Arts and Culture | Local

Pozez music events to probe Jewish identity

Israeli cellist Amit Peled with perform on Jan. 12 at the University of Arizona.
Israeli cellist Amit Peled with perform on Jan. 12 at the University of Arizona.

 

 

 

 

 

 

 

 

 

 

 

 

 

 

 

 

 

 

 

The second Shaol and Louis Pozez Jewish Fine Arts Symposium  and Concert will take place on Monday, Jan. 12, and will explore the lives and music of European composers of Jewish descent who lived and created their works in a mostly Christian society. The symposium, sponsored by the Arizona Center for Judaic Studies, will be held at the University of Arizona School of Music, room 146, from 3 to 6 p.m.

Presenters include Matthew Mugmon, Ph.D., “Jewish or American? Bloch’s Rhapsodies and the Search for Identity”; Jay Rosenblatt, Ph.D., “Franz Liszt: His Jewish Colleagues and Students”; Thomas Kovach, Ph.D., “Three Jewish Composers: Mendelssohn, Mahler, and Schoenberg”; Alexander Tentser, Ph.D., “Mieczyslaw Weinberg: Testament to Endurance”; and Louis Epstein, Ph.D., “Darius Milhaud and the Problem of Jewish Identity.”

Although Mahler and Mendelssohn were born into Jewish families, they lived most of their lives as Christians, and expressed their Jewish heritage through their music or ethical beliefs. Mahler grew up surrounded by the Yiddish language and klezmer music. Mendelssohn’s grandfather, Moses Mendelssohn, was a German philosopher who contributed to Haskalah, or the “Jewish Enlightenment” of the 18th and 19th centuries in Europe.

Three modern composers — Arnold Schoenberg, Ernest Bloch and the Polish-Soviet composer Weinberg — portrayed Jewish roots in their work despite the horrors they faced in  the Holocaust. During the 20th century European Jewish communities faced painful existential questions. Entire Jewish communities perished along with their accumulated cultural material: folk songs, dances and literature. Hitler displayed the works of Jewish artists at the “Degenerative Art” exhibition in Germany.

Bloch and Schoenberg immigrated to the United States where they were able to continue teaching and composing. Weinberg fled to the Soviet Union where he remained productive in many music genres despite Stalin’s anti-Semitic policies and the later Soviet governments’ general reluctance to perform the music of Jewish composers.
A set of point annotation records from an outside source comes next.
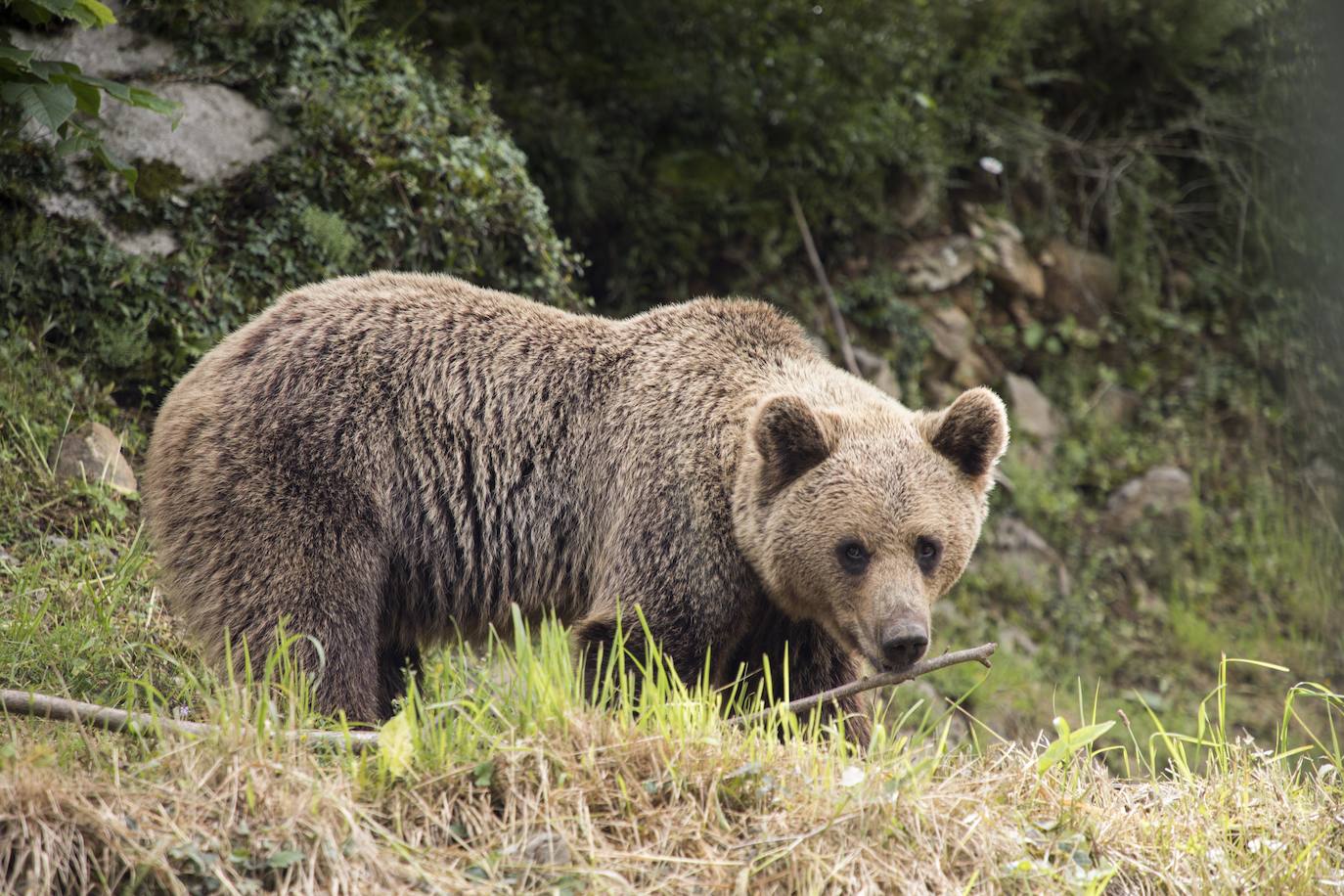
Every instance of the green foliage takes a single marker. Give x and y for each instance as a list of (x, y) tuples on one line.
[(49, 93), (668, 135), (383, 168)]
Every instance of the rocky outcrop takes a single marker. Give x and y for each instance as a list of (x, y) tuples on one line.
[(1078, 283), (219, 135), (938, 263), (1032, 413), (219, 132), (1015, 551), (1163, 495), (93, 454)]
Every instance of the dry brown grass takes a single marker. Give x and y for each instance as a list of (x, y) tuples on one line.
[(637, 812)]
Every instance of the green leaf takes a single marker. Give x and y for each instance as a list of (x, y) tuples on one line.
[(49, 105), (397, 744), (136, 97), (101, 14), (87, 98), (13, 58)]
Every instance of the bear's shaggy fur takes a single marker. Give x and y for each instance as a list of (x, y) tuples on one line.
[(387, 460)]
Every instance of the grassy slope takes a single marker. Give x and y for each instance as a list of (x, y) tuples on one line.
[(500, 749)]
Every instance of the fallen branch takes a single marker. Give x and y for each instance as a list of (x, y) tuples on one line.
[(880, 680), (836, 317), (23, 702)]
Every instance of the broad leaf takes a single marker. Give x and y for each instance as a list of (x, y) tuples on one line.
[(100, 14), (49, 105)]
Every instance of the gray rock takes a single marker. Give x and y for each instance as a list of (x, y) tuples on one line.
[(1114, 406), (951, 332), (154, 242), (114, 51), (1015, 550), (219, 133), (938, 263), (1080, 283), (151, 242), (1032, 411), (546, 848), (1164, 493), (877, 371), (93, 454)]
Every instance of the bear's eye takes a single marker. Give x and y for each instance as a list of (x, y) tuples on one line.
[(854, 557), (927, 553)]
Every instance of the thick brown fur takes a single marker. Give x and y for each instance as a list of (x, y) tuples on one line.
[(388, 460)]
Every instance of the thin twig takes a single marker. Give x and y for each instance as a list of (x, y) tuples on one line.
[(23, 702), (880, 680), (841, 334)]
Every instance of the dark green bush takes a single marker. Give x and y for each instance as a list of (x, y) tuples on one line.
[(386, 168)]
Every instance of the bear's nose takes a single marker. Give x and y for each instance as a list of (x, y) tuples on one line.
[(902, 645)]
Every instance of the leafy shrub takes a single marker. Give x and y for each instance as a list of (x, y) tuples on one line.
[(667, 136), (384, 168)]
Tentser, one of the symposium’s organizers, was born in Kiev, Ukraine. He met his wife, Anna Gendler, at the Moscow Music Academy, from which they both graduated  in 1989. The couple moved to New York City in 1990 — the year before the collapse of the Soviet Union. That year, they came to Tucson to pursue doctoral programs at the UA.

“I’m Jewish and I’m connected to Jewish culture, especially through my father who was a musician,” says Tentser, a member of the music faculty of Pima Community College.  “Not all Jewish people in the Soviet Union knew about their culture because it was so controlled. I realized how important it is. I think we have to remember our roots. Russian and Ukrainian life has been very difficult” for the Jewish people.
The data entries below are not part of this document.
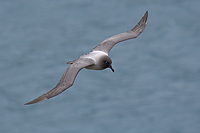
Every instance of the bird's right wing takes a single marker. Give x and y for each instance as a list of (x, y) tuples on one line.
[(107, 44), (66, 81)]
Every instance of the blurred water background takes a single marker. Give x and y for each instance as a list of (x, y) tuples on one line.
[(156, 84)]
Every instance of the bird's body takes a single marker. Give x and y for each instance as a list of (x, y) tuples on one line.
[(97, 59)]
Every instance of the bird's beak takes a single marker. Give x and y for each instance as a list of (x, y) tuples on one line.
[(111, 68)]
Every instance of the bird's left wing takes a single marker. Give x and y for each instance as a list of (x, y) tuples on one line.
[(66, 81), (107, 44)]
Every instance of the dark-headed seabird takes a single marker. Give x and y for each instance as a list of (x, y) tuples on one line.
[(97, 59)]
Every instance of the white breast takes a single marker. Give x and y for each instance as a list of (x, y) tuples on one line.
[(95, 55)]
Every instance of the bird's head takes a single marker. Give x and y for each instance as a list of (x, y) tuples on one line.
[(106, 62)]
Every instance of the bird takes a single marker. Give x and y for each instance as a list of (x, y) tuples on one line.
[(96, 59)]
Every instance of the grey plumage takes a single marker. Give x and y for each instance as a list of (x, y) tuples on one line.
[(97, 59)]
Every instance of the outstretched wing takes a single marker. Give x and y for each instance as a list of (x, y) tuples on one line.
[(66, 81), (107, 44)]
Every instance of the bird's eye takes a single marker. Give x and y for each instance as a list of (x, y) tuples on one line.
[(105, 62)]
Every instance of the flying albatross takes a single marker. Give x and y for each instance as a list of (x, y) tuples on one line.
[(97, 59)]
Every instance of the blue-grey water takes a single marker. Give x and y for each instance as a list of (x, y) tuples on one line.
[(156, 84)]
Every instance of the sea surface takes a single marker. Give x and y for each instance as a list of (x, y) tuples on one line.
[(156, 84)]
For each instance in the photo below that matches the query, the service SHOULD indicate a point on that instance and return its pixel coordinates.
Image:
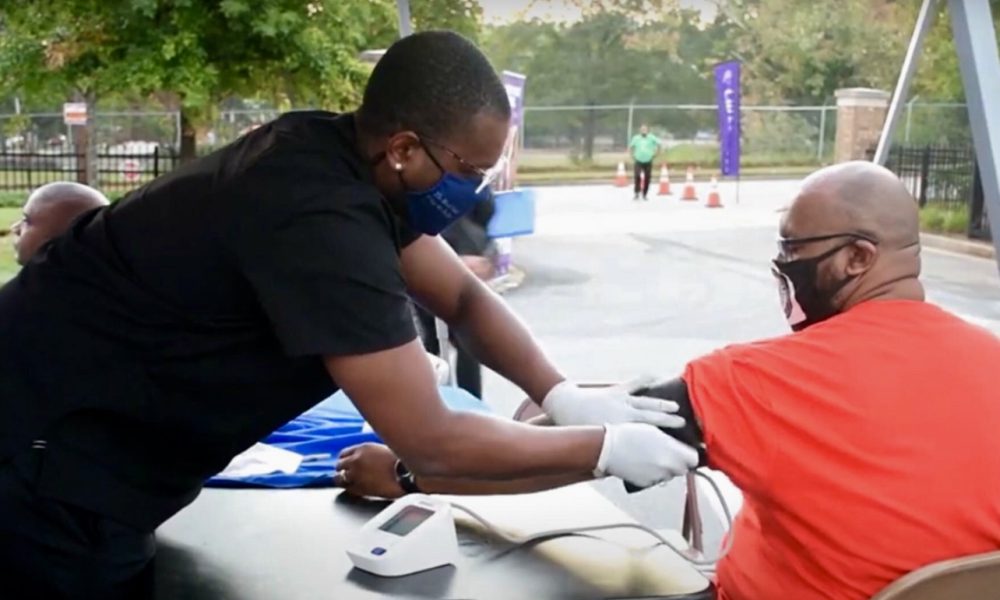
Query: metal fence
(943, 176)
(117, 169)
(582, 135)
(577, 137)
(567, 136)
One of his interests is Jewish rights in the Soviet Union under Premier Joseph Stalin, and the expression of Jewish culture in other totalitarian countries.

For Tentser, in the academic community — and in daily life — history and culture are inextricably connected.
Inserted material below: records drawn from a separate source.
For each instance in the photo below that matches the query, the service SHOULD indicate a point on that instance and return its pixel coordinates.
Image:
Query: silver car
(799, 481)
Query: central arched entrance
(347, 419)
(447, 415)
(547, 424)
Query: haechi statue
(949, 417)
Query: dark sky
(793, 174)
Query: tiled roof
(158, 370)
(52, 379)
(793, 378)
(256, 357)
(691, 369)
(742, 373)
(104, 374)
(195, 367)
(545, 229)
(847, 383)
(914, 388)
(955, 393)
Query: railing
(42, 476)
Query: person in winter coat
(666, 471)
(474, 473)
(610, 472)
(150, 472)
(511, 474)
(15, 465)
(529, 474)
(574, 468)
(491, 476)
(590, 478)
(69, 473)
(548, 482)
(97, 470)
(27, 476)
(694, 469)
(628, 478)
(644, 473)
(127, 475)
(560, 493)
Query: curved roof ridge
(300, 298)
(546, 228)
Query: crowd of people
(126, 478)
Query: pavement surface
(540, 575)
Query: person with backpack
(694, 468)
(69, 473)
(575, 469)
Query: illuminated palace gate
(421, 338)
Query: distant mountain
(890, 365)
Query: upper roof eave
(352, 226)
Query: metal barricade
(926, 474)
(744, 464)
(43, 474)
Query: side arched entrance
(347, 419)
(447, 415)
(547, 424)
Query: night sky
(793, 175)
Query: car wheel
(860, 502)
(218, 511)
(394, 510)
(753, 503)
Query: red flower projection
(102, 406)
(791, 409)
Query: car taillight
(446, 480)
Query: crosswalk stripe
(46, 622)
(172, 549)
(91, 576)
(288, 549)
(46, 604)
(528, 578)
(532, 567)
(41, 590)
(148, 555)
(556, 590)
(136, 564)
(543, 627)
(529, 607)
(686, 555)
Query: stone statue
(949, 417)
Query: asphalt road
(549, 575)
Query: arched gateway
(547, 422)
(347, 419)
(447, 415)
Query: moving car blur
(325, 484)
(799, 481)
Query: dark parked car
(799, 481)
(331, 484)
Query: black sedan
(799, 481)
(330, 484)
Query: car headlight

“The fine arts are an essential component of education because they provide an open venue for the individual expression and public discussion of important issues. They inspire the mind and nourish the soul,” says J. Edward Wright, Ph.D., director of the Arizona Center for Judaic Studies. For those reasons, Wright, together with Tentser and UA professor Daniel Asia, associated the Fine Arts Symposium and Concert with the Shaol and Louis Pozez Memorial Lecture Series.

The concert, following the symposium, will take place at Holsclaw Hall at 7 p.m. Guest artist Amid Peled, a well-known Israeli cellist, will play the cello that belonged to the late Pablo Casals. Peled will be accompanied by Tentser on piano. The duo will play the cycle “From Jewish Life” by Ernest Bloch, “Hungarian Rhapsody” by David Popper and “Kaddish” by the contemporary Russian-Israeli composer Mark Kopytman.

“The inaugural Symposium and Concert were smashing successes,” Wright told the AJP. “The symposium drew over 60 people, and the papers presented there were published as a book. The concert drew a capacity audience to Holsclaw Hall. Our community has a keen interest in the fine arts, and I expect this year’s events to be similarly successful.”